Optimal Binning for Numerical Variables using Unsupervised Decision Trees — optimal_binning_numerical

This function implements an optimal binning algorithm for numerical variables using an Unsupervised Decision Tree (UDT) approach with Weight of Evidence (WoE) and Information Value (IV) criteria.

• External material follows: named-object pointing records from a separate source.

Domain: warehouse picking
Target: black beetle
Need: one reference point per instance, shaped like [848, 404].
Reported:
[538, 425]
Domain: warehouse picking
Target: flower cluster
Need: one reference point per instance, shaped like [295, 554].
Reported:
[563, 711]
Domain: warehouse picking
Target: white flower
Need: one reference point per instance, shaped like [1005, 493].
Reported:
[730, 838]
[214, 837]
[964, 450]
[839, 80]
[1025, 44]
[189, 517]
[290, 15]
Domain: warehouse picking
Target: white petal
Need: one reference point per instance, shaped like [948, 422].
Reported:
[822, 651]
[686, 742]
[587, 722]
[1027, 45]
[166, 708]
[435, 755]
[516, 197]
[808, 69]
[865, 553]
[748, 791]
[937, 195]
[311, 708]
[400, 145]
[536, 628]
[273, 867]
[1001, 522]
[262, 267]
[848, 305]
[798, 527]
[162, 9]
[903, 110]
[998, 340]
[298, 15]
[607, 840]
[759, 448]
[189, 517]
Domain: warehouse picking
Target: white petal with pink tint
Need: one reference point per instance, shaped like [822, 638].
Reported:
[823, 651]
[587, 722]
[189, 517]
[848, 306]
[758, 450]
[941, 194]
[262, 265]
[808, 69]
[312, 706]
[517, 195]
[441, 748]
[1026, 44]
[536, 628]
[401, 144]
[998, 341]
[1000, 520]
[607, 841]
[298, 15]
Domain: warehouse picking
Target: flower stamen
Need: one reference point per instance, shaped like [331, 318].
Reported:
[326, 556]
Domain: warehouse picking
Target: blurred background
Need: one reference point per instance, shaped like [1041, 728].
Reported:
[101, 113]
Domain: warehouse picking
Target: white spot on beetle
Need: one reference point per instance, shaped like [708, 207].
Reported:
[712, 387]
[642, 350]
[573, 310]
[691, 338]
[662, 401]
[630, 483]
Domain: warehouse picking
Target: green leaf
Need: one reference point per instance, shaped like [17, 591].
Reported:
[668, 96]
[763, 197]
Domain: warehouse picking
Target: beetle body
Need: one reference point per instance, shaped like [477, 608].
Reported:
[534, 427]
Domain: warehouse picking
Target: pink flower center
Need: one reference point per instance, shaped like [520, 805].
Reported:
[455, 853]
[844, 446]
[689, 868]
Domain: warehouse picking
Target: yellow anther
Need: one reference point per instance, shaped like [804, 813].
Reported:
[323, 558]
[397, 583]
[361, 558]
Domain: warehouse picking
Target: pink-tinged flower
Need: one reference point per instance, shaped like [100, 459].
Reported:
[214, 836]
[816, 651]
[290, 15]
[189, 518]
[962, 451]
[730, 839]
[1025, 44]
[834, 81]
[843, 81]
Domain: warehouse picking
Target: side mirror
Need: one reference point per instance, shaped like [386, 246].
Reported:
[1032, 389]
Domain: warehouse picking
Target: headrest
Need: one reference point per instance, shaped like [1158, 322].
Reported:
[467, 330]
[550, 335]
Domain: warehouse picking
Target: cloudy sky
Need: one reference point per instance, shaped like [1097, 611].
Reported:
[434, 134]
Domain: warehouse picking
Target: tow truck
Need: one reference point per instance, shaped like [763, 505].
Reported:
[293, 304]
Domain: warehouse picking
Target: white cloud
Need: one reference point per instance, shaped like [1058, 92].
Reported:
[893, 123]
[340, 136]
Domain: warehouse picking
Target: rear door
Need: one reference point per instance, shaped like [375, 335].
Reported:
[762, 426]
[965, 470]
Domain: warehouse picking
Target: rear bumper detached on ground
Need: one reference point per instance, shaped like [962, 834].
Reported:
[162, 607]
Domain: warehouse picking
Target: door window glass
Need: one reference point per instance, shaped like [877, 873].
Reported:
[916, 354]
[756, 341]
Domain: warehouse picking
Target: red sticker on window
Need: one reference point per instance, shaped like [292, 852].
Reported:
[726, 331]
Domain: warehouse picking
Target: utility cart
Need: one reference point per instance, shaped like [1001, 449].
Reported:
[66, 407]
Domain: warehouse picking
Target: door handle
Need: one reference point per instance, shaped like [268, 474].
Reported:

The algorithm creates bins that maximize the predictive power of the feature while maintaining interpretability.

Usage

optimal_binning_numerical_udt(
  target,
  feature,
  min_bins = 3L,
  max_bins = 5L,
  bin_cutoff = 0.05,
  max_n_prebins = 20L,
  laplace_smoothing = 0.5,
  monotonicity_direction = "none",
  convergence_threshold = 1e-06,
  max_iterations = 1000L
)

Arguments

target: An integer vector of binary target values (0 or 1).
feature: A numeric vector of feature values to be binned.
min_bins: Minimum number of bins (default: 3).
max_bins: Maximum number of bins (default: 5).
bin_cutoff: Minimum frequency of observations in each bin as a proportion (default: 0.05).
max_n_prebins: Maximum number of pre-bins for initial discretization (default: 20).
laplace_smoothing: Smoothing parameter for WoE calculation to handle zero counts (default: 0.5).
monotonicity_direction: Specify monotonicity constraint: "none", "increasing", "decreasing", or "auto" (default: "none").
convergence_threshold: Threshold for convergence of the optimization process (default: 1e-6).
max_iterations: Maximum number of iterations for the optimization process (default: 1000).

Value

A list containing binning details:

id: A numeric vector of bin identifiers.
bin: A character vector of bin intervals.
woe: A numeric vector of Weight of Evidence values for each bin.
iv: A numeric vector of Information Value for each bin.
event_rate: A numeric vector of event rates (proportion of positives) for each bin.
count: An integer vector of total observations in each bin.
count_pos: An integer vector of positive observations in each bin.
count_neg: An integer vector of negative observations in each bin.
cutpoints: A numeric vector of cut points between bins.
total_iv: The total Information Value of the binning.
gini: The Gini coefficient measuring discrimination power.
ks: The Kolmogorov-Smirnov statistic measuring separation.
converged: A logical value indicating whether the algorithm converged.
iterations: An integer value of the number of iterations run.

Details

The Unsupervised Decision Tree (UDT) binning algorithm discretizes a continuous variable into bins that maximize the Information Value (IV) while respecting constraints on the number and size of bins.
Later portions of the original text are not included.